Menteri Lingkungan Hidup, Hanif Faisol Nurofiq, menuturkan bahwa secara regulasi Indonesia telah memiliki pijakan kuat melalui Undang-Undang Nomor 18 Tahun 2008 dan Peraturan Presiden Nomor 12 Tahun 2025. Presiden, lanjutnya, meminta seluruh elemen pemerintahan dan aparat memberi teladan nyata kepada masyarakat.

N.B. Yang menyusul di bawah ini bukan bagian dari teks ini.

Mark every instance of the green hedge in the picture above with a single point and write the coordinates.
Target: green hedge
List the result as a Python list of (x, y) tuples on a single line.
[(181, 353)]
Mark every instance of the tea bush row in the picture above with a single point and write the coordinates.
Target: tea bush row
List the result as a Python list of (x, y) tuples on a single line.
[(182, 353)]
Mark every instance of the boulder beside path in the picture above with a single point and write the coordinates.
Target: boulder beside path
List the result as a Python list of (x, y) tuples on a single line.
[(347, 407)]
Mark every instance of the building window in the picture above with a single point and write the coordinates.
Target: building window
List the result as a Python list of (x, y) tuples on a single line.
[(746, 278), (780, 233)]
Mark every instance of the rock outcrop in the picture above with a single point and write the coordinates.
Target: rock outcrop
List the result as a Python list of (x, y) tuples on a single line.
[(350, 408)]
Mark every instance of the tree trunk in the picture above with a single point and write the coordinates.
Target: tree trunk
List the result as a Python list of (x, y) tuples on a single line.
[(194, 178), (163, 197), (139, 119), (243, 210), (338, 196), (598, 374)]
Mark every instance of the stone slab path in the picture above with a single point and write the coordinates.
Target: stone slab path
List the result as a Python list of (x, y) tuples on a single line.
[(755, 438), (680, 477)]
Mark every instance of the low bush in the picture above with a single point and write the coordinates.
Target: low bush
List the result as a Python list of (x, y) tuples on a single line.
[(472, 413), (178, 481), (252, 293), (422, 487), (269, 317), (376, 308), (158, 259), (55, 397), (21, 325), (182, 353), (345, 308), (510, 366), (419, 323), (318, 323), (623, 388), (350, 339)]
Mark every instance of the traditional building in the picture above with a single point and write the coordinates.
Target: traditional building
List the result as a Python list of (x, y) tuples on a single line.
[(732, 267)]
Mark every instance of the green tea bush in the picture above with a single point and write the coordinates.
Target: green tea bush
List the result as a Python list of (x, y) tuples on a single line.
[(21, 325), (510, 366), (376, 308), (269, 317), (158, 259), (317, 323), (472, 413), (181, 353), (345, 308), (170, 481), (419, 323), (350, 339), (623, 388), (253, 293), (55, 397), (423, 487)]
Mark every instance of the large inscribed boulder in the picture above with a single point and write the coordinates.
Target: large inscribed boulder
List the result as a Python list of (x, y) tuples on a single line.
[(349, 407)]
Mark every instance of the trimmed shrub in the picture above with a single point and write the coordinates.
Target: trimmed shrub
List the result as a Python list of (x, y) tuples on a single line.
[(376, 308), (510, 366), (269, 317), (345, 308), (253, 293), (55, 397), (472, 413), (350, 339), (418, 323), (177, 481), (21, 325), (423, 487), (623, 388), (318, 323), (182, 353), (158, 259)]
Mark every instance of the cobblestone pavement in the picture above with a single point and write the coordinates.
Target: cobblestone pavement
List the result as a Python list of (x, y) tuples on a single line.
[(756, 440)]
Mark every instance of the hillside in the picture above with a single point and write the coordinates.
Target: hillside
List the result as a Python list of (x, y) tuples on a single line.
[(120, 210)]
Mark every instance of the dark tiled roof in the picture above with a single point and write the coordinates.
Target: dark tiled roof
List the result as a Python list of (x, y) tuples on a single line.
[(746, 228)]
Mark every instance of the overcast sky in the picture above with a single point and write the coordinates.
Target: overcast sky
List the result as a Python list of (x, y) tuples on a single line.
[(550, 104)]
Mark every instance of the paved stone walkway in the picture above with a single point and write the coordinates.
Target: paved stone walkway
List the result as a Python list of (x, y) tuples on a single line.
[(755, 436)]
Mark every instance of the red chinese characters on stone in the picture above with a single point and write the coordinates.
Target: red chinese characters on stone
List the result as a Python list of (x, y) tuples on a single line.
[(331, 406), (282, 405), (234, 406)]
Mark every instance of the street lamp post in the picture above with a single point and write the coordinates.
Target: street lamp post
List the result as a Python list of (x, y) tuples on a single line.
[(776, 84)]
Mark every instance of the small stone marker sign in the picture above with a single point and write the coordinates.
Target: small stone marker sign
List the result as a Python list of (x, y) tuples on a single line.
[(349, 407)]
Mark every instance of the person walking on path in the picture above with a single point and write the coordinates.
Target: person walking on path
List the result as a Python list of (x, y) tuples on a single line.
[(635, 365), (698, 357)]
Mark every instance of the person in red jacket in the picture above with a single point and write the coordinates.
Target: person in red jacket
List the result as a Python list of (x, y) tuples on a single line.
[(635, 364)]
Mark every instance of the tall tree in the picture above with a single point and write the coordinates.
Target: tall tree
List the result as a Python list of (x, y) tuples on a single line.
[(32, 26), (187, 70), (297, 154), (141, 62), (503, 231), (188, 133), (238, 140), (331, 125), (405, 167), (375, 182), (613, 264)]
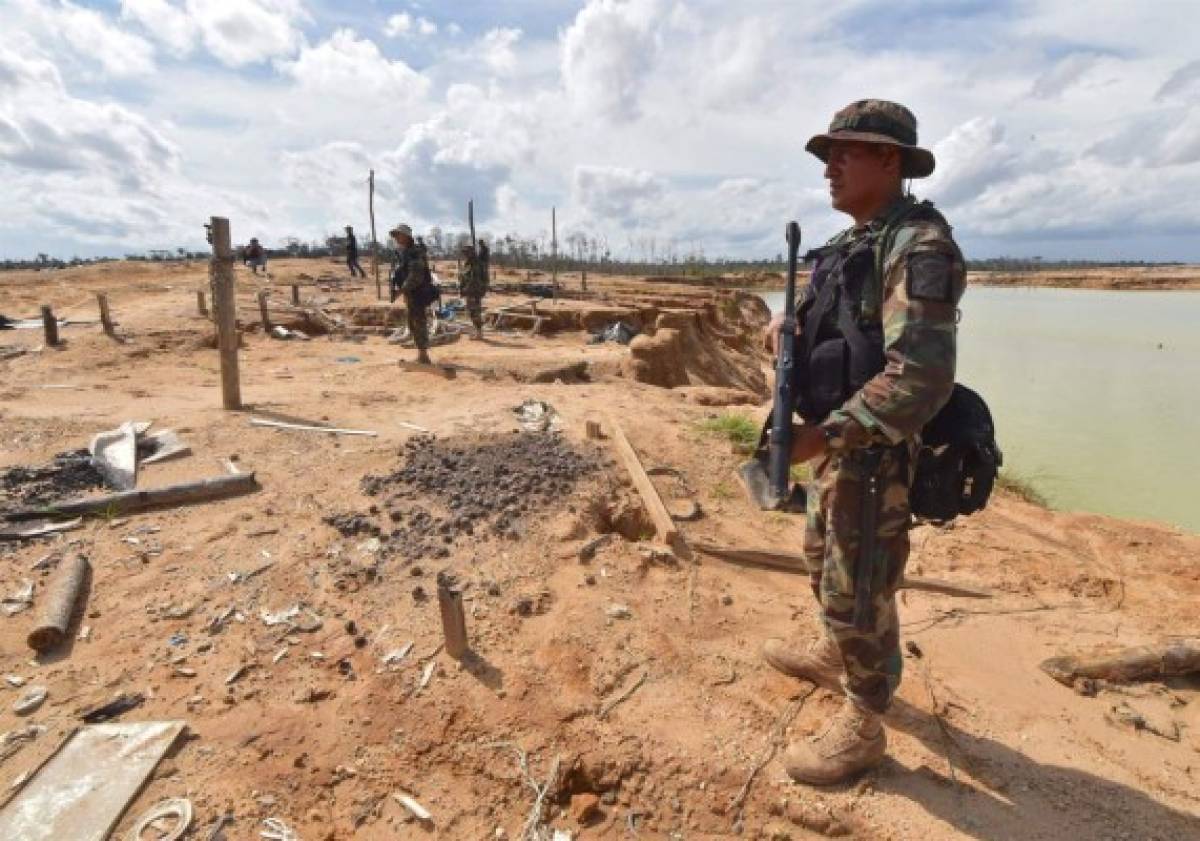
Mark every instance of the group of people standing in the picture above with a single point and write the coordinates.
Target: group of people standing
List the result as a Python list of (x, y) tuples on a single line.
[(413, 280)]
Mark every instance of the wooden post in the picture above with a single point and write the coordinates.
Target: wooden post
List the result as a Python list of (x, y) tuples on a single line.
[(263, 312), (106, 319), (375, 244), (49, 325), (454, 623), (225, 308)]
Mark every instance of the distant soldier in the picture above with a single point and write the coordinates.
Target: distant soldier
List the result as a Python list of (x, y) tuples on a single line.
[(412, 278), (352, 253), (875, 364), (255, 256), (473, 286)]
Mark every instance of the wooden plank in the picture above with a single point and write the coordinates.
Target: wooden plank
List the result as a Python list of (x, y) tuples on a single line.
[(84, 788), (664, 524), (186, 493), (305, 427)]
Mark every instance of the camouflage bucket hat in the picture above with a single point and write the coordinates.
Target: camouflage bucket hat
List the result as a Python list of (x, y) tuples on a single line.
[(877, 121)]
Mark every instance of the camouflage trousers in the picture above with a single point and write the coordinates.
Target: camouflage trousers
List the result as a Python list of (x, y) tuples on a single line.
[(832, 539), (475, 310), (418, 324)]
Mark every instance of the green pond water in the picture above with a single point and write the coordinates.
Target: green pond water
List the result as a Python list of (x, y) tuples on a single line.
[(1096, 395)]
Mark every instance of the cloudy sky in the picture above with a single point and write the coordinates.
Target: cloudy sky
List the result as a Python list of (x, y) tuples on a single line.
[(1061, 128)]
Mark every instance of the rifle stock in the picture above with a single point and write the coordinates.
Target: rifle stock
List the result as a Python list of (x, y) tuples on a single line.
[(780, 454)]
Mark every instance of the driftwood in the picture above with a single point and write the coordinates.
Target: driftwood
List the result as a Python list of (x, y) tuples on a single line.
[(789, 562), (124, 502), (663, 522), (1141, 662), (60, 601)]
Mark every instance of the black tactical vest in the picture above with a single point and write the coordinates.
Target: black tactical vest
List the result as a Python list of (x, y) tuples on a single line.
[(841, 335)]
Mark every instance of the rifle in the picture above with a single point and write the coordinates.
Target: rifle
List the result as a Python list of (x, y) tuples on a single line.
[(767, 476)]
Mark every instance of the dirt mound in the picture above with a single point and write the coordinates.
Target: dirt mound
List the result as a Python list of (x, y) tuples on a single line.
[(719, 349), (492, 484)]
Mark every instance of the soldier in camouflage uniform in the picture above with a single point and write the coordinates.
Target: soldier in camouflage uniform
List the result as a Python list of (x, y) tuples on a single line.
[(887, 289), (473, 286), (411, 277)]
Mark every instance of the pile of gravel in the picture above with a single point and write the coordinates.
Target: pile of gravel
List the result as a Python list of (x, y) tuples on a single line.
[(447, 490)]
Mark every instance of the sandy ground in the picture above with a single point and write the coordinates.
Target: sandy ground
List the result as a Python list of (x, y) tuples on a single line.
[(655, 721)]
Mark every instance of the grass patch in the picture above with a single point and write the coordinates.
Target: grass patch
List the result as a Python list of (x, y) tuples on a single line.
[(1021, 486), (733, 426)]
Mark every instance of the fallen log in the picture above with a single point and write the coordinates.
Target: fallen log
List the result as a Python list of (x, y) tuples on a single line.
[(787, 562), (305, 427), (1140, 662), (60, 602), (125, 502), (663, 522)]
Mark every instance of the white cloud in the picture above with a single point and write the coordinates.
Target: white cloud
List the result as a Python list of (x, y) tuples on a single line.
[(497, 49), (247, 31), (406, 25), (167, 23), (87, 34), (617, 194), (606, 55), (353, 67)]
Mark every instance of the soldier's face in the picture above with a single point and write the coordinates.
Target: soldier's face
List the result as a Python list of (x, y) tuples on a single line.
[(858, 174)]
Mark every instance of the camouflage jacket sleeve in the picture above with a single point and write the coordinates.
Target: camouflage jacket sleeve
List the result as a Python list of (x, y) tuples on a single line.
[(924, 278), (415, 271)]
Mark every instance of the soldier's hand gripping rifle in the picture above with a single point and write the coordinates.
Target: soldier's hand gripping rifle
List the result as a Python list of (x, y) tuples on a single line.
[(767, 476)]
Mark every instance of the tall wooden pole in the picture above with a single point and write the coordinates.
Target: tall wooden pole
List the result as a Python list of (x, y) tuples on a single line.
[(225, 311), (553, 248), (375, 242)]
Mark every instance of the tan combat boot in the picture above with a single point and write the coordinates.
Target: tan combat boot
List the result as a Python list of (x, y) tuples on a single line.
[(821, 662), (852, 742)]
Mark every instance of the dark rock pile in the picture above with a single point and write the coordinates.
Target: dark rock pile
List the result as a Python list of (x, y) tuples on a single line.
[(70, 474), (445, 490)]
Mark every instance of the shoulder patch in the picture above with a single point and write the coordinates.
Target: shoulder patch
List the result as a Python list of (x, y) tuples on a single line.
[(930, 277)]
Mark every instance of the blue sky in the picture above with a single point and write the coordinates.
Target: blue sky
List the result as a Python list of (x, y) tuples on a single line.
[(673, 125)]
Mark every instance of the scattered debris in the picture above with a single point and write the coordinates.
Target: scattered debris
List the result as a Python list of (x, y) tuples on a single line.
[(304, 427), (161, 445), (66, 474), (419, 811), (617, 331), (13, 740), (115, 454), (19, 600), (588, 551), (118, 706), (180, 809), (535, 415), (84, 788), (277, 830), (619, 612), (40, 529), (186, 493), (33, 698), (298, 618)]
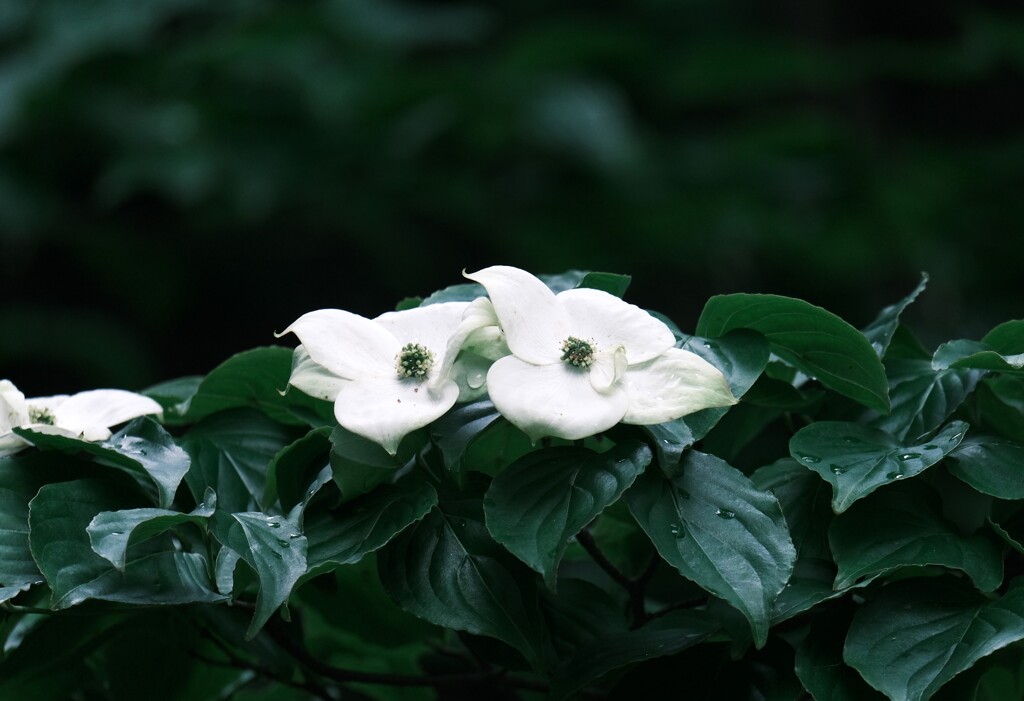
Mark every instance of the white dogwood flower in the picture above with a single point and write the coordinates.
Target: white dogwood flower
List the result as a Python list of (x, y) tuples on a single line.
[(87, 414), (585, 360), (388, 376)]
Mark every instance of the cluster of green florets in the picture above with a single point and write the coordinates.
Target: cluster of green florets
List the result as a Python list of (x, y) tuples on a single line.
[(41, 414), (578, 352), (414, 360)]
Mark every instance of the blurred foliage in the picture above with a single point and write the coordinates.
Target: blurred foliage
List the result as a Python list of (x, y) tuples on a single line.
[(179, 179)]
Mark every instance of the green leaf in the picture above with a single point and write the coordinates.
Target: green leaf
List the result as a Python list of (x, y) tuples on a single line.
[(717, 529), (465, 292), (915, 634), (276, 550), (815, 341), (346, 534), (359, 465), (456, 430), (610, 282), (857, 459), (230, 452), (880, 332), (923, 398), (819, 663), (741, 355), (977, 355), (174, 396), (668, 634), (1007, 339), (142, 448), (253, 379), (112, 532), (991, 465), (58, 517), (20, 478), (544, 498), (448, 570), (295, 467), (903, 526)]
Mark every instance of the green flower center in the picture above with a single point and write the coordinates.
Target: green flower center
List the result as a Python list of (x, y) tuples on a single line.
[(578, 352), (414, 360), (41, 414)]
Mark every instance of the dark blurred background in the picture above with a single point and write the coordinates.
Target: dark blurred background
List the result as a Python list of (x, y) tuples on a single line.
[(181, 178)]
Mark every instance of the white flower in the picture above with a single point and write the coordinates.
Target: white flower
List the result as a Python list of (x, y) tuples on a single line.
[(388, 376), (584, 360), (87, 414)]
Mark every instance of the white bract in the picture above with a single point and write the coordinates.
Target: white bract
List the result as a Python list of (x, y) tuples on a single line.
[(88, 415), (388, 376), (585, 360)]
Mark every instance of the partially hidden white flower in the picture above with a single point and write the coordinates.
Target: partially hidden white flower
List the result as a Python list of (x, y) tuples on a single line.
[(585, 360), (388, 376), (87, 414)]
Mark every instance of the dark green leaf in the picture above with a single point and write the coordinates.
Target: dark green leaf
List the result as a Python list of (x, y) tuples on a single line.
[(665, 636), (976, 355), (717, 529), (359, 465), (174, 396), (857, 459), (903, 526), (253, 379), (454, 432), (990, 465), (448, 570), (276, 550), (296, 466), (1007, 339), (230, 452), (923, 398), (915, 634), (142, 448), (112, 532), (466, 292), (880, 332), (58, 517), (741, 355), (544, 498), (610, 282), (815, 341), (819, 662), (346, 534)]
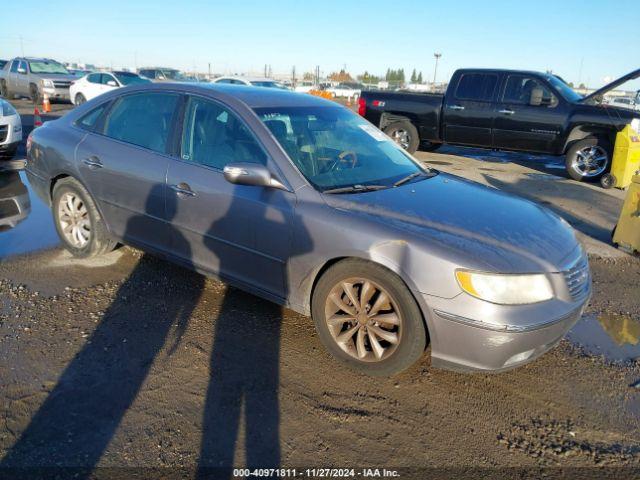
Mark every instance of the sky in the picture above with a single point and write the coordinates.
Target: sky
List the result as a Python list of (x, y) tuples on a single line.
[(584, 41)]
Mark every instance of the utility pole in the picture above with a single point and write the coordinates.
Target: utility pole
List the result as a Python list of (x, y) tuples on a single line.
[(435, 68)]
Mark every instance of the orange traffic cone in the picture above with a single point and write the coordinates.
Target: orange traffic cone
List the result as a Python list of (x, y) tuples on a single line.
[(37, 121), (46, 104)]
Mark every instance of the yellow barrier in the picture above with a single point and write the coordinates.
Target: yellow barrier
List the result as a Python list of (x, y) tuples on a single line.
[(627, 232), (626, 159)]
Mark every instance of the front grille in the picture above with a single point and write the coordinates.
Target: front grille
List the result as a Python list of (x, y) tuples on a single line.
[(61, 83), (578, 278)]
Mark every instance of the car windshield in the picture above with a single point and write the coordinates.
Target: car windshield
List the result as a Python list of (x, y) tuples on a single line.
[(565, 90), (128, 78), (334, 148), (45, 66)]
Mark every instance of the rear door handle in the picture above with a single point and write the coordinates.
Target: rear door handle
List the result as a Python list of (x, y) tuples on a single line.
[(183, 190), (93, 162)]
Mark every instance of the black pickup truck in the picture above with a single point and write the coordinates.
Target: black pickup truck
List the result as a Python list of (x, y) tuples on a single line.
[(506, 110)]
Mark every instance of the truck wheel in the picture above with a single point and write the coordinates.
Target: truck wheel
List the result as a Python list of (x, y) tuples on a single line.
[(34, 93), (404, 134), (77, 220), (367, 318), (588, 159)]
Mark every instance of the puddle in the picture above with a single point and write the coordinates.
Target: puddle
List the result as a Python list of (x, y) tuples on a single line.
[(26, 224), (617, 337)]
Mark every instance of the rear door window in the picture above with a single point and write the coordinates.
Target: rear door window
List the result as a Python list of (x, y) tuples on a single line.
[(143, 119), (214, 136), (476, 87)]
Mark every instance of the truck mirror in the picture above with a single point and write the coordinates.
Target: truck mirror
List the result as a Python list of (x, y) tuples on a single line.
[(536, 97)]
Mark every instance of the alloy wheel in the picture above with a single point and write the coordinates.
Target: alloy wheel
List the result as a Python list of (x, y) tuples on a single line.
[(73, 219), (363, 319), (591, 161)]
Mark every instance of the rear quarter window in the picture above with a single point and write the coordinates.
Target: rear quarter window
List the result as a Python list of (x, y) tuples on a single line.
[(476, 87)]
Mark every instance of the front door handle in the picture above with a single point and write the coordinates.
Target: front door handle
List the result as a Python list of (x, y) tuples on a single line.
[(183, 190), (93, 162)]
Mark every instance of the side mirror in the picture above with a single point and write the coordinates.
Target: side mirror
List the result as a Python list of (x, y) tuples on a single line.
[(536, 97), (251, 174)]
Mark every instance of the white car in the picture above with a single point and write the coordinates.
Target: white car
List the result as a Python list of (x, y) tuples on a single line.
[(345, 90), (97, 83), (10, 130), (251, 81)]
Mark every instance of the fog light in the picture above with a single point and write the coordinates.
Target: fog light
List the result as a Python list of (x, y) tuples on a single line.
[(519, 357)]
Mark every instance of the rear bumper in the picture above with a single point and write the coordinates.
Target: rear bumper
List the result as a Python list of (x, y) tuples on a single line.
[(464, 344)]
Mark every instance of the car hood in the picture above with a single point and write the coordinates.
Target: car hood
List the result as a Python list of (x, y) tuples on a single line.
[(598, 94), (478, 226)]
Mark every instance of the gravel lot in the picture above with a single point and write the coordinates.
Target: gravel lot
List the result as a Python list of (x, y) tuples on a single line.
[(128, 360)]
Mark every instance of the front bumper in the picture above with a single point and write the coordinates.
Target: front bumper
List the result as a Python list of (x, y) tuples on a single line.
[(465, 344)]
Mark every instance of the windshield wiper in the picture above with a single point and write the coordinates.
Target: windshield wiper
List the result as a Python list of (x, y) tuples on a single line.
[(355, 189)]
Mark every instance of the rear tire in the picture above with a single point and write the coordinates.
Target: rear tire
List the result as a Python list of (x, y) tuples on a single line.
[(409, 329), (589, 159), (404, 134), (78, 222)]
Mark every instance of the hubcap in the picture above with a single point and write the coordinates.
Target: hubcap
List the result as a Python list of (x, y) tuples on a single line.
[(73, 219), (402, 138), (363, 319), (591, 161)]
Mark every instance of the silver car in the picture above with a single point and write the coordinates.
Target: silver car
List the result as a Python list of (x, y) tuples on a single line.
[(300, 201)]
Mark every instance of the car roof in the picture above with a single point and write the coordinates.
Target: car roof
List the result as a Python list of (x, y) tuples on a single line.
[(253, 97)]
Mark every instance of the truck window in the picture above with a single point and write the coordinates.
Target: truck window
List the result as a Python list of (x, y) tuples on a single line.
[(476, 87), (518, 90)]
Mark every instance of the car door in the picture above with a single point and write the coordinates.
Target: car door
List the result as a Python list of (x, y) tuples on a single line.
[(528, 115), (124, 162), (238, 232), (468, 111)]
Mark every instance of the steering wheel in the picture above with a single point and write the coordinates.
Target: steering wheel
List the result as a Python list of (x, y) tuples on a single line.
[(346, 159)]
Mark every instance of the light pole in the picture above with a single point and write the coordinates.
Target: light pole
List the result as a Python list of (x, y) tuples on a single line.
[(435, 69)]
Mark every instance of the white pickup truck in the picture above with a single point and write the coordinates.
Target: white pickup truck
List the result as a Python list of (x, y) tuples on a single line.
[(33, 77)]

Ia juga mengingatkan kondisi TPA nasional yang rata-rata telah berusia 17 tahun dan diproyeksikan penuh pada 2028 apabila tidak ada langkah percepatan. Target dalam RPJMN menegaskan persoalan sampah harus terselesaikan pada 2029.
Kabupaten Bogor dinilai memiliki tantangan sekaligus tanggung jawab strategis. Dengan populasi sekitar 6 juta jiwa dan posisi sebagai hulu sejumlah sungai besar, termasuk Sungai Ciliwung, pengelolaan sampah di Bogor berdampak luas hingga wilayah hilir.
Bupati Bogor, Rudy Susmanto, menegaskan kesiapan daerahnya untuk mempercepat penanganan sampah secara terpadu. Dukungan pemerintah pusat, TNI–Polri, dan seluruh elemen masyarakat menjadi kekuatan kolektif untuk menghadirkan lingkungan yang bersih dan berkelanjutan.
“Bogor ini istimewa karena menjadi hulu sejumlah sungai besar. Maka menjaga hulu adalah tanggung jawab bersama, bukan hanya untuk Bogor tetapi juga untuk Jawa Barat,” pungkasnya.